In the last two and a half years since we’ve been married, I’ve only seen him, like, three times. It’s been horrific, although I feel like this ordeal has gotten us closer to each other. There’s no way I’ll abandon him.
How much of your husband’s situation do you attribute to the Trump administration, and how much is due to issues that were going on before?
This is nothing new to us. Yemeni Americans have been suffering with these long waits for a very long time. For Basheer [Althaibani’s husband], administrative processing is not due to the Trump administration. But since the ban, everything has really slowed down, if it hasn’t stopped completely.
You can imagine these officials at the State Department and the USCIS [United States Citizenship and Immigration Services] and the embassies — they don’t know what to do. If for almost an entire year you’re just waiting to hear whether you can do your job or not, it creates a lot of delays. Even if the Supreme Court rules in our favor, you can imagine the kind of backlog they’ll have. It’s crazy.
The Supreme Court should be hearing arguments on the third ban in April, and I’m hoping, and at the same time terrified, what the decision will be.
You know what’s the saddest part? Many of these family members that are stranded outside of Yemen and waiting to join their spouses are women. Women are the ones that are really suffering. It’s a big, big strain on them, physically and emotionally.
You mentioned the upcoming Supreme Court decision on Trump’s third travel ban. What else are you hopeful for this year?
We’ve got to take the House back. I’m going to work very hard in terms of organizing when it comes to the 2018 elections. There’s no other way for us to stop this madness. I think our only hope, if the Supreme Court does not rule in our favor, is we get to control the House and they introduce a bill that can address this disaster that we’re facing. The ban is not a travel ban; it’s a Muslim ban. It’s racist.
Thank God we’re getting close — November will be here before we know it. At this point, there’s a lot of hope out there. You see all these seats being flipped in really deep-red states and communities and districts throughout the country. I think we have a very good chance of a blue wave, as they say.
And then a hope is, too, that maybe my husband will be here this year.

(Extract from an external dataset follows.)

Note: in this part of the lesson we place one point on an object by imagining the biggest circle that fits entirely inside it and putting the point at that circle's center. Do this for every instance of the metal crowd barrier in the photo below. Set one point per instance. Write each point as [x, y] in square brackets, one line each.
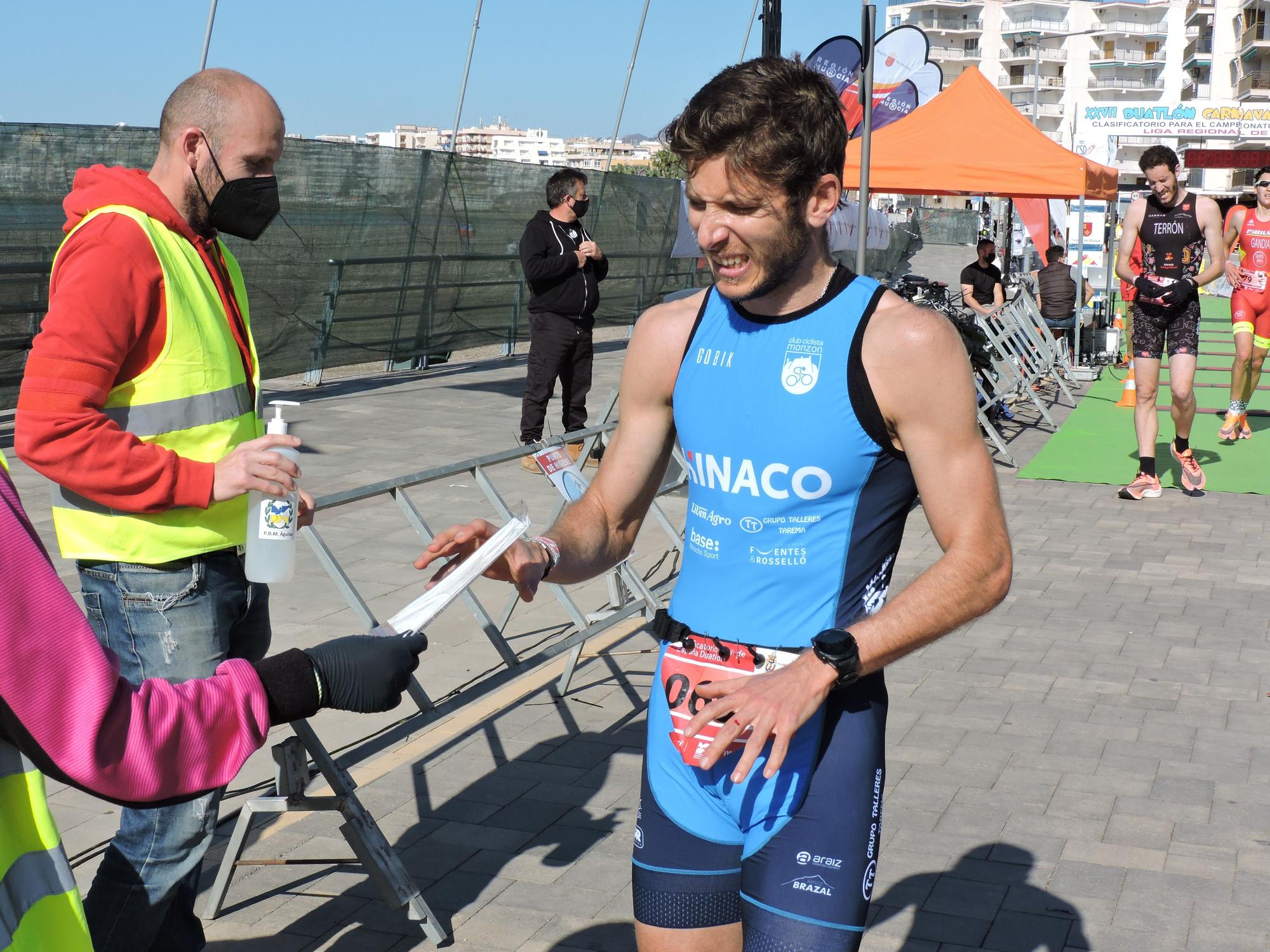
[1026, 359]
[425, 342]
[628, 596]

What are the most important issues to watch when it comes to women’s rights and gender equality this year?
How bad could it be for us? The president of the United States is misogynist, sexist. If there’s any proof of our power and our strength, it’s going to show in November 2018. I believe women are the ones that are going lead this movement to take back the districts. I know that there’s a lot of female candidates running, which is so exciting for me. That’s kind of a response to what’s happening.
And it’s not just national. I’m talking about local, everything. I know so many women right now that
How do you see the intersections between women’s rights, gender equality, immigrants’ rights, rights for refugees, and rights for Muslim Americans?
One thing that I think may be a positive thing coming out of the Trump presidency is that we’ve all begun to see how interconnected we are and how all these issues really impact us. What I’ve seen in the past year since Trump came into power is that people are so willing to listen and to work together — people from all walks of life.
We are not going to agree on everything, but there are common themes. All of these issues bring us together, and I’ve never seen that before. I’m just hoping that we continue to work together because I’ve made connections that I would’ve never thought that I could prior to the craziness of this administration, and that’s a good sign.
We’re all in this together. If they’re coming for me today, they’re coming for you tomorrow. I think everybody knows that by now.